Task 3.1. EXAMPLE 13--MAX with Windows--of
the CIKM 2006 listed below has a bug insofar as
it does not consider the case where
inwindow is empty:
-- discuss the cases where inwindow
is empty,
--fix the bug a show a correct definition for this
UDA.
Task 3.2. We showed how to fix the
idle-wating problem for union and joins. However,
aggregates on logical windows with slides can also
experience a similar problem [answer]
-
explain how the problem occurs
(you might want to start from the case of tumbles)
-
give the execution of aggregates
on a logical window with slides (in the style
of the foil with header tau be the content of
the Time Stamp Memory (TSM) Register).
Task 3.3. Aleri and Progress (apama) represent two recently annnounced
DSMS products. Find out what you can about these two. Compare them with
Coral8 and Stream Base in a short report (one page).
Week 2 Assignment (Due on Monday, April 23).
Task 2.1 Write a short (one page or two powerpoint
slides ) report on Coral8 (vs. Streambase)
Task 2.2 Write a short (one page or two powerpoint
slides ) report on Streambase (vs. Coral8)
Taks 2.3 Show some blocking and non-blocking queries
in SQL-MR
and, for each, explain why it is or it is not blocking.
Task 2.4. Assume that you have a table describing
Ebay bids for the day.
Bids ( itemID /* the item being
bid for*/,
price, /* bid price*/
bidderID, /* id of the bidder*/
timestamp /* time when bid was registered*/)

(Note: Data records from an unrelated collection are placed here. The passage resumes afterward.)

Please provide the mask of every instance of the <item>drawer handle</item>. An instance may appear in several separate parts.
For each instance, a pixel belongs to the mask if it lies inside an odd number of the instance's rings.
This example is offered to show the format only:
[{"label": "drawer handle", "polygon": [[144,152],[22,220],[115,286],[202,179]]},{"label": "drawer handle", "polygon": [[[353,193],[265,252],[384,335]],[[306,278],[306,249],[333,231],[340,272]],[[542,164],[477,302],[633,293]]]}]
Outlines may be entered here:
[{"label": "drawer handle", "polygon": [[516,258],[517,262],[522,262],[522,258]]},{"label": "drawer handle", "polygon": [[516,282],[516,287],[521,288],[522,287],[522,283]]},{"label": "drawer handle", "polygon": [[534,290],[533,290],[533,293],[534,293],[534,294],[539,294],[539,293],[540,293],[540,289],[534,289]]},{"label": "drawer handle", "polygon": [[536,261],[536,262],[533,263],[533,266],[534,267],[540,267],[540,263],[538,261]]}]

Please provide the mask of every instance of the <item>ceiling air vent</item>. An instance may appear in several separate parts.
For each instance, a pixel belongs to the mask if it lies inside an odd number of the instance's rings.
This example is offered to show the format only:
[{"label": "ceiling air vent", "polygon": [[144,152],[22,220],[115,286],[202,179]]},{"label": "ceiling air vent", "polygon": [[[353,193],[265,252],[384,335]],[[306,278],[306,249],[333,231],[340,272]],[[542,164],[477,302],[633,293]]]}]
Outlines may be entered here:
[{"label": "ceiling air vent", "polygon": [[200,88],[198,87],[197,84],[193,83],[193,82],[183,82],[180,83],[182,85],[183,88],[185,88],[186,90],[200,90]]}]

Write two ESL UDAs to compute the SUM and the SUM-DISTICNT
over a window, and use them to return, for each
itemID, the sum and sum-distinct of the prices over
the last 100 bids.
Week 1 Assignment (Due on Monday, April 9).
* Study K. Guion's overview
on OLAP Functions.
* Study the proposed Match-Recognize ANSI Standards
for SQL (SQL-MR
for short)
Turn in your answer to the following assignment:
Task 1.1. Assume that you have the following temporal
table:
emp(Eno, Project, Tstart, Tend)
Denoting periods of time during which an employee
has worked on a project. The closed intervals
denoting these periods could overlap, and thus
you need to coalesced them into maximal periods.
Suggestion, sort all events in a sequence, and
then use SQL-MR to do the actual coalescing, and
reconstruct the original table with the intervals
coalesced.
Task 1.2. Sensors have detected locations of objects
at certain time. So
items( itemNo, SensorNo, Time)
Write an SQL-MR query to detect objects that
are going around in a cycle, i.e., they have returned
to the same location withing one day. Many objects
do not move fast, so the sensor might produce
consecutive readings of the same object even if
this is not in a cycle.
Task 1.3. Express in SQL-TS the example query of
Section 2.1 of the SQL-MR document.
Task 1.4. Write a short (one page or less) report
on SQL-MR explaining the parts that, in your view,
have problems or require clarification (e.g., my
view is that outputs are not clear in the presence
of alternative patterns).
|